Strategically, OpenAI clearly states that “AI super apps” are its next core goal. The company plans to integrate ChatGPT, Codex, browsing capabilities, and other intelligent agents into a single platform to create a unified system capable of understanding user intent and executing tasks across applications.

The company believes that as model capabilities continue to improve, the bottleneck limiting AI adoption has shifted from intelligence itself to usability. Users need not multiple scattered tools but a unified intelligent interface.

Looking further ahead, OpenAI’s Chief Scientist Jakub Pachocki recently revealed that the company is targeting an unprecedented research goal: to create an “AI researcher” capable of autonomously solving complex problems by 2028.

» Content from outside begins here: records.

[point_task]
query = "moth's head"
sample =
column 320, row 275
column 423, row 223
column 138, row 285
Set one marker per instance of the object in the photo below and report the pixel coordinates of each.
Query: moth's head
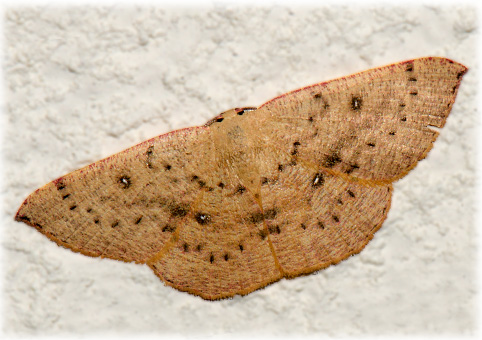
column 230, row 114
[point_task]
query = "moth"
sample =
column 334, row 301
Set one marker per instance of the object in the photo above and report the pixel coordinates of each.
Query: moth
column 256, row 194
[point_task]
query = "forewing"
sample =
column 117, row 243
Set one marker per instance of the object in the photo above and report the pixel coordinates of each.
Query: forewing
column 127, row 206
column 374, row 125
column 222, row 248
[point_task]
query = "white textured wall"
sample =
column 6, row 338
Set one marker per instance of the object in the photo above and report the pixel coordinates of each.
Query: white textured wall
column 83, row 83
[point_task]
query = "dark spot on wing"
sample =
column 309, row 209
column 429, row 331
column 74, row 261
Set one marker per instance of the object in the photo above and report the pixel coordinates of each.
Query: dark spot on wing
column 356, row 103
column 125, row 182
column 318, row 180
column 256, row 217
column 168, row 228
column 178, row 211
column 332, row 159
column 202, row 218
column 240, row 189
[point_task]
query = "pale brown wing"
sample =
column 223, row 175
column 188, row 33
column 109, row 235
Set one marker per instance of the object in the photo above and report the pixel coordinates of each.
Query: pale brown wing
column 127, row 206
column 374, row 125
column 315, row 218
column 222, row 248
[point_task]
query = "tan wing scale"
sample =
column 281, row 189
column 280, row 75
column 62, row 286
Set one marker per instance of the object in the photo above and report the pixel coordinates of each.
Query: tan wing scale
column 255, row 195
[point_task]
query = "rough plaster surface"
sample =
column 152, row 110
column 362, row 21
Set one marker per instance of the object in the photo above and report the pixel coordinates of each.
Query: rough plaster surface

This is a fully automated multi-agent research system that can independently handle scientific tasks across mathematics, physics, chemistry, biology, and policy analysis. In September this year, the first phase will be launched—an “autonomous AI research intern.” Pachocki said achieving the “AI researcher” plan is OpenAI’s “North Star” goal for the coming years.

In January, OpenAI released Codex, an intelligent agent capable of instant code generation and executing complex calculations. It can analyze documents, generate charts, organize emails, and summarize social media. Today, Codex has become a standard tool for internal staff, assisting in coding and problem-solving. Pachocki said Codex can be seen as a prototype of the “AI researcher,” with future innovations expected to be disruptive.

Additionally, it was announced that on February 15, 2026, Peter Steinberger, the developer of “Lobster,” officially joined OpenAI to lead Codex development.